24 March 2009

Let's hear it for the boys!

Here is a lovely article from the New York Times about the gender politics of Jane Austen fans:
...it’s useful to ponder the way our ideas of the masculinity or femininity of works of fiction can change over time. For example, I was surprised to learn a few weeks ago, while researching a story on Jane Austen monster mashups, that until fairly recently the Bardess of Basingstoke was regarded as pretty much for the boys.

“There is a pattern throughout the Victorian period and into the modern era that sees the great English statesmen and literati and gentlemen scholars manifesting their devotion to Austen by reading her novels over and over,” Deidre Lynch, a professor at the University of Toronto who has written extensively on Austen devotees, told me in an e-mail message.

Benjamin Disraeli read “Pride and Prejudice” 17 times, and Matthew Arnold and John Henry Newman read “Mansfield Park” every year. The historian Thomas Babbington Macaulay read Austen obsessively and, as a colonial administrator in India, wrote letters home comparing various colleagues to characters in “Emma” and “Pride and Prejudice.” None of them are known to have covered the books in plain brown paper.

In fact, Lynch points out, the term “Janeite” — today used somewhat derisively to refer to Austen’s besotted female fans — came into usage in the 1890s thanks to men who wore it like a badge of honor. Kipling’s 1923 story “The Janeites” was about a platoon of British soldiers who use Austen talk to distract themselves from the horror of the trenches. And here’s E. M. Forster, coming out as a “Jane Austenite” in 1924:

I am a Jane Austenite, and therefore slightly imbecile about Jane Austen. My fatuous expression, and airs of personal immunity — how ill they sit on the face, say, of a Stevensonian! But Jane Austen is so different. She is my favorite author! I read and reread, the mouth open and the mind closed. Shut up in measureless content, I greet her by the name of most kind hostess, while criticism slumbers.

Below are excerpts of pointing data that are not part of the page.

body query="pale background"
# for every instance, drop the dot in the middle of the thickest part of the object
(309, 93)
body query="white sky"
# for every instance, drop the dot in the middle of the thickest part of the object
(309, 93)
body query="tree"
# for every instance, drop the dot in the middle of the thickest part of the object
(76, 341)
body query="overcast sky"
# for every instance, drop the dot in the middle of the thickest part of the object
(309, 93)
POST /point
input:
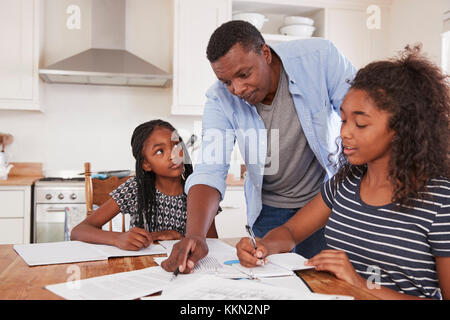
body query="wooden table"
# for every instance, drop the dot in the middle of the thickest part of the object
(19, 281)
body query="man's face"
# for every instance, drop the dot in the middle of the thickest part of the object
(246, 73)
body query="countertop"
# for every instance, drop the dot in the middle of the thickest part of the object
(23, 174)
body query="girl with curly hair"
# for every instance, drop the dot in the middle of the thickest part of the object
(387, 210)
(154, 198)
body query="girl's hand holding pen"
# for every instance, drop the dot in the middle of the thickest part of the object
(134, 239)
(249, 256)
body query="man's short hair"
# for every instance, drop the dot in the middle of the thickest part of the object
(230, 33)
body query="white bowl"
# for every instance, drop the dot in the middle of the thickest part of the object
(256, 19)
(288, 20)
(298, 30)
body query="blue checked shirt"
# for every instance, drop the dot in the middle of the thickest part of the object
(317, 74)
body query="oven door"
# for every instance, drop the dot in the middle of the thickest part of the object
(51, 223)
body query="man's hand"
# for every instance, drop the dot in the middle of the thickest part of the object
(185, 254)
(249, 256)
(134, 239)
(166, 235)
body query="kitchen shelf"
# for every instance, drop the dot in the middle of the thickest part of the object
(275, 12)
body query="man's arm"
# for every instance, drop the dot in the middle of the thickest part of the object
(202, 205)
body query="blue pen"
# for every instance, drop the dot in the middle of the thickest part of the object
(252, 237)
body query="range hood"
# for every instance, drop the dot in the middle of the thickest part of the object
(107, 62)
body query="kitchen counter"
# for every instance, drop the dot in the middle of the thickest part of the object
(23, 174)
(230, 181)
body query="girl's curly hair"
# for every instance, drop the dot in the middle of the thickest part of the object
(417, 95)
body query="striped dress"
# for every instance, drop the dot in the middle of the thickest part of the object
(389, 245)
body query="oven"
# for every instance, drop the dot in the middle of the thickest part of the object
(59, 205)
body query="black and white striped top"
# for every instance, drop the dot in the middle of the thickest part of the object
(389, 245)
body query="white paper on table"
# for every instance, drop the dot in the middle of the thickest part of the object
(266, 270)
(209, 287)
(58, 252)
(213, 263)
(75, 251)
(123, 285)
(291, 282)
(289, 260)
(112, 251)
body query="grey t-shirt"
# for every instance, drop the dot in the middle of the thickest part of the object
(299, 175)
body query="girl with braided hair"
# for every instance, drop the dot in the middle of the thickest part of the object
(154, 198)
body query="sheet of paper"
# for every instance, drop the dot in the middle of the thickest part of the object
(112, 251)
(289, 260)
(266, 270)
(57, 252)
(123, 285)
(75, 251)
(214, 262)
(291, 282)
(209, 287)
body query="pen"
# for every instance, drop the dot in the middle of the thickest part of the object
(177, 271)
(252, 237)
(251, 234)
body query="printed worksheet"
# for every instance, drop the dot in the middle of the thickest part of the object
(117, 286)
(209, 287)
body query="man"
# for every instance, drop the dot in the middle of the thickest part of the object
(292, 94)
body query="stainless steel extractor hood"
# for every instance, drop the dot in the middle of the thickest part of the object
(107, 62)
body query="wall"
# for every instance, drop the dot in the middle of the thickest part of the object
(94, 123)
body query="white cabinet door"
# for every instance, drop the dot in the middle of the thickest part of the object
(195, 21)
(15, 214)
(19, 77)
(347, 28)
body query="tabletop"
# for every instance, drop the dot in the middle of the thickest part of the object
(18, 281)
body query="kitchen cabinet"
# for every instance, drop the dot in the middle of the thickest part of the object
(230, 223)
(15, 218)
(194, 22)
(19, 66)
(342, 22)
(347, 29)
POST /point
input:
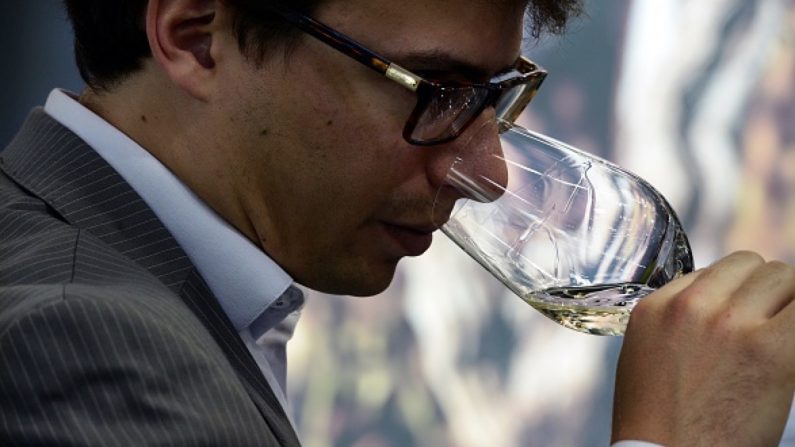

On the distaff side of the library, women readers were often much less enthusiastic. Charlotte Brönte, Lynch says, bridled when George Henry Lewes (George Eliot’s paramour) kept pushing the novels on her. “Why do you like Miss Austen so very much? I am puzzled on this point.”

The heroine of “Troy Chimneys,” Margaret Kennedy’s 1953 historical novel set in the Regency, offered one possible explanation. When the male hero keeps pressing “Mansfield Park” and “Emma” on a lady he knows, she pushes back, arguing that the books, however entertaining, ended up keeping her, well, in the house. Austen’s “greatest admirers,” she says, “will always be men, I believe. For, when they have had enough of the parlor, they may walk out, you know, and we cannot.”

But by the mid-20th century, Austen had become identified as a women’s author. Lynch points to a 1947 usage cited in the O.E.D. that suggests that the question of the Janeite’s gender was starting to make people nervous:

Men as masculine as Scott and Kipling have been Janeites and have been enthralled by her sly humor and fidelity to reality.